For paraplegic patients, being able to stand — not to mention take a few steps — under their own power is a cruelly unattainable goal. Or at least it has been. But the makers of eLegs, an innovative exoskeleton, are hoping to change that, one step at a time. The robotic prosthetic legs use artificial intelligence to “read” the wearer’s arm gestures via a set of crutches, simulating a natural human gait. It’s the first such device to do so without a tether, and it was inspired by military exoskeletons that soldiers strap on to lift heavy packs.
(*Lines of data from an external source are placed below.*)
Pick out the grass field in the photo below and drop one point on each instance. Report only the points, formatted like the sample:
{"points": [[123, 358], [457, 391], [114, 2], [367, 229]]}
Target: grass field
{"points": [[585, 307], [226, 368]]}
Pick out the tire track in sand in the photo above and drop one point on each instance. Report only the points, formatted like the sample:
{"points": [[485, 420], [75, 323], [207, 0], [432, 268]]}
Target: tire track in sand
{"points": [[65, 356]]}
The device requires some getting used to, so it will initially be available only at rehabilitation centers for use with a trained physical therapist, but it may hit the home market by 2013.


EyeWriter

How do you communicate when your brain is active but your body isn’t? The EyeWriter, a collaboration from the Ebeling Group, the Not Impossible Foundation and Graffiti Research Lab, uses low-cost eye-tracking glasses and open-source software to allow people suffering from any kind of neuromuscular syndrome to write and draw by tracking their eye movement and translating it to lines on a screen. The device was created for Tony “Tempt” Quan, an L.A.-based graffiti artist who was diagnosed with Lou Gehrig’s disease in 2003. After trying the EyeWriter — the first time he’d drawn anything since he was fully paralyzed — Quan said, “It feels like taking a breath after being held underwater for five minutes.”